Publish your blog post from Exercise 1 publicly using a tool like Hugo, or somewhere like medium.com, and paste a link here. Be sure to pick a tool in which code and code output look reasonable. This link could be a useful line on your resume!

## Submission to Canvas

**IF YOU ARE WORKING WITH A PARTNER** please form the group before submitting - see instructions [here](https://github.com/UBC-CS/cpsc330/blob/master/docs/homework_instructions.md#partners).

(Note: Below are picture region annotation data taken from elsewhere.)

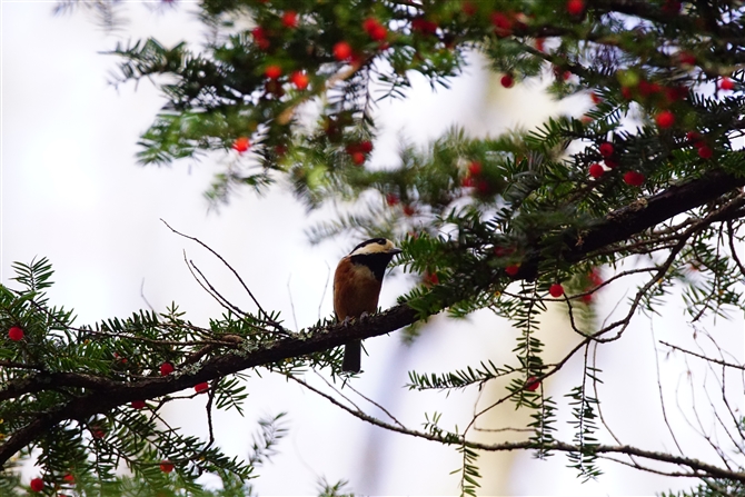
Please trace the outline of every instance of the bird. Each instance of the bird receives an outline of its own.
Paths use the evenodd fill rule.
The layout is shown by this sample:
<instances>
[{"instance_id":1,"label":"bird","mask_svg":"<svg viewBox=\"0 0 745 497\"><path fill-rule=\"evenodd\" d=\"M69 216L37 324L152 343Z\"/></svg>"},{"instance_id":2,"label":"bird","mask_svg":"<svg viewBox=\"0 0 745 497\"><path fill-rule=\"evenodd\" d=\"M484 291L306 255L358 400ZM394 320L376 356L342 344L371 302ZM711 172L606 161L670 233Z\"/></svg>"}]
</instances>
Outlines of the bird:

When you are ready to submit your assignment do the following:

1. Run all cells in your notebook to make sure there are no errors by doing `Kernel -> Restart Kernel and Clear All Outputs` and then `Run -> Run All Cells`.
2. Save your notebook.
3. Convert your notebook to `.html` format using the `convert_notebook()` function below **or** by `File -> Export Notebook As... -> Export Notebook to HTML`.
4. Run the code `submit()` below to go through an interactive submission process to Canvas.
>For this step, you will need a Canvas *Access Token* token. If you haven't already got one, log-in to Canvas, click `Account` (top-left of the screen), then `Settings`, then scroll down until you see the `+ New Access Token` button. Click that button, give your token any name you like and set the expiry date to Dec 31, 2020. Then click `Generate token`. Save this token in a safe place on your computer as you'll need it for all assignments. Treat the token with as much care as you would an important password. 

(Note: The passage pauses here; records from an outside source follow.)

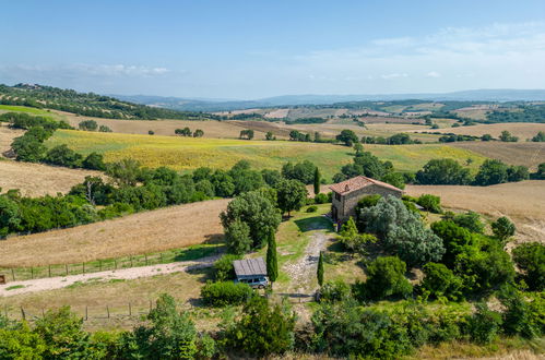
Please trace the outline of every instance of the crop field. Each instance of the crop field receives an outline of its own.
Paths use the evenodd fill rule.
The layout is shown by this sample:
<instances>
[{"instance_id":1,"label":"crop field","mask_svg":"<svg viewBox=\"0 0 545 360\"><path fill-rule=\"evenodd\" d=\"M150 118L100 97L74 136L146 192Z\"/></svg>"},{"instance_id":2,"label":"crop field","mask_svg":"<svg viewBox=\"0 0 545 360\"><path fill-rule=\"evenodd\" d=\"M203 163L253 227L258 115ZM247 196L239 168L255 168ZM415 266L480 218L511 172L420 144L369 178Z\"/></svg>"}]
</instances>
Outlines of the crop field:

Note: for those having trouble with the Jupyter widgets and the dropdowns: if you add the argument `no_widgets=True` to your `submit` call, it should let you do a text-based entry of your key and avoid the dropdowns altogether. If this doesn't work, you probably need to upgrade to the latest version of `canvasutils` with `pip install canvasutils -U` from your terminal with your environment activated.


In [None]:
from canvasutils.submit import submit, convert_notebook

# Note: the canvasutils package should have been installed as part of your environment setup - 
# see https://github.com/UBC-CS/cpsc330/blob/master/docs/setup.md

In [None]:
# convert_notebook("hw9.ipynb", "html")  # uncomment and run when you want to try convert your notebook to HTML (or you can convert manually from the File menu)

In [None]:
# submit(course_code=53561, token=False)  # uncomment and run when ready to submit 

## And that's it!

And that's it, you're done with homework assignments for CPSC 330! Congratulations!